Gleeson believes that one reason for the FSA’s slow start is that the regulator and the industry have managed to plunge themselves into “a vicious spiral”. Industry was arguing that the commencement of proceedings by the FSA would, if publicised, be taken as a finding of guilt. “This is correct and therefore they wanted to make representations at the stage before the proceedings were to be commenced,” he says. “Then the FSA decided what they had to do was move one stage back further still, to the point at which they had to decide whether or not to bring pre-proceedings. And so the industry thought if they were going to do that, they wanted to make representations there.

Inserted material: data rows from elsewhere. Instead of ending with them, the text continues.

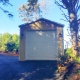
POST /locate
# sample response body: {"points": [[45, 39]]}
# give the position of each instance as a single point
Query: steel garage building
{"points": [[41, 40]]}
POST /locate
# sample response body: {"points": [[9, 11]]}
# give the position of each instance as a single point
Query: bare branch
{"points": [[8, 13], [64, 14], [64, 20], [56, 2]]}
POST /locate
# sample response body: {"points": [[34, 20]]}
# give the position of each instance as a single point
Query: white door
{"points": [[41, 45]]}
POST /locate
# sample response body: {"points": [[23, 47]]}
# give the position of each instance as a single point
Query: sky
{"points": [[10, 25]]}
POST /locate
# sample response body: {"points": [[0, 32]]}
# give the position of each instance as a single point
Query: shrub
{"points": [[69, 53], [77, 60], [10, 46]]}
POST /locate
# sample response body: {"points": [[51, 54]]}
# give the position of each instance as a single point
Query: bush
{"points": [[77, 60], [69, 53], [10, 46]]}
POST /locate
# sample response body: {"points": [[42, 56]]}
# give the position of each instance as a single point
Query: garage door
{"points": [[41, 45]]}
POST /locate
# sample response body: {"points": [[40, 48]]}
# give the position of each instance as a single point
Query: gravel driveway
{"points": [[12, 69]]}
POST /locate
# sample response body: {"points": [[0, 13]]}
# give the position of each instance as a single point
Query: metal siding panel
{"points": [[41, 45]]}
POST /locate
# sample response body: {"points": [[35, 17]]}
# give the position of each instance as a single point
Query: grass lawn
{"points": [[12, 69]]}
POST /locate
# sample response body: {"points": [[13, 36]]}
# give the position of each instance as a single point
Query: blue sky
{"points": [[11, 25]]}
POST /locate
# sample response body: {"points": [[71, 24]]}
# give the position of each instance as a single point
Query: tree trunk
{"points": [[74, 31]]}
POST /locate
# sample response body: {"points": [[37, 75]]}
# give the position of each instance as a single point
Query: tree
{"points": [[6, 2], [10, 46], [6, 37], [32, 10], [72, 7], [29, 11], [15, 39]]}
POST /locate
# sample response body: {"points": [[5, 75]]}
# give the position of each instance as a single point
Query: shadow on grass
{"points": [[12, 69]]}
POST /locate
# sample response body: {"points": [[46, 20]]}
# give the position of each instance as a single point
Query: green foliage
{"points": [[79, 72], [69, 53], [77, 60], [7, 40], [10, 46], [6, 2], [29, 12]]}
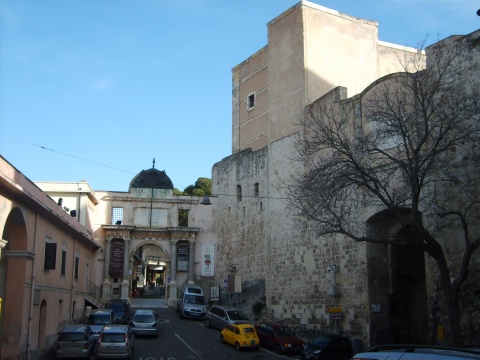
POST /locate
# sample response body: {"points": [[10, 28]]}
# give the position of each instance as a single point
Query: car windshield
{"points": [[98, 320], [237, 315], [248, 330], [195, 299], [283, 331], [72, 337], [320, 342], [113, 338], [144, 318], [116, 307]]}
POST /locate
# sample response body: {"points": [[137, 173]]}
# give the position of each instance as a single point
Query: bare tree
{"points": [[409, 147]]}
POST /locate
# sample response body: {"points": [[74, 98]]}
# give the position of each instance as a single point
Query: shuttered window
{"points": [[50, 256]]}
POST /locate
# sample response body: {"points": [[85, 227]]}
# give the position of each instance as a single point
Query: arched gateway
{"points": [[150, 239]]}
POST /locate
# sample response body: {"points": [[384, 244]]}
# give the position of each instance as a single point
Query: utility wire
{"points": [[76, 157]]}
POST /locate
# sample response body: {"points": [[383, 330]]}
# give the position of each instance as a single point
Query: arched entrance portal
{"points": [[397, 287], [150, 270], [13, 267]]}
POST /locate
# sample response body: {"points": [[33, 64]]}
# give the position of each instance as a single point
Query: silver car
{"points": [[221, 316], [144, 322], [75, 341], [115, 342]]}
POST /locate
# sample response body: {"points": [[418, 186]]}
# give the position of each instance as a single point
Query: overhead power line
{"points": [[77, 157]]}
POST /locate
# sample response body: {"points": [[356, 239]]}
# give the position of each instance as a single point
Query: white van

“So what they got into at one point was the vicious cycle, and as fast as the industry got the power to make representations, the FSA had to set up a procedure that had to happen before that,” Gleeson adds. It is these procedural hurdles that could well have held things up for the FSA. He says that it is difficult to criticise the FSA for the length of time for the first batch of cases, but what will be more interesting will be how long subsequent cases take to go through. “If it’s still taking two years this time next year that will be very troubling,” he says.

Charles Evans, a partner in Norton Rose‘s commercial litigation department, was sceptical about the new regime prior to N2. “Anxious was probably a nice way of putting it,” he says. “I’m not sure that those anxieties have come to pass, but, of course, they are yet to be tested and maybe the ‘dirty dozen’ will be an indication.”

Gleeson observes that the watchdog cannot afford to lose too many of the forthcoming legal actions. “If they do anything else other than win, the danger is that their exciting and cherished market abuse regime will go the way of the old insider dealing regime,” he says. As Fletcher points out, it remains to be seen whether all 12 of the forthcoming cases will go public. “Depending on the nature of the investigations, they could actually settle or not go public,” he says. “It might not be the ‘dirty dozen’, so much as the ‘terrible trio'”. And that does not have quite the same ring.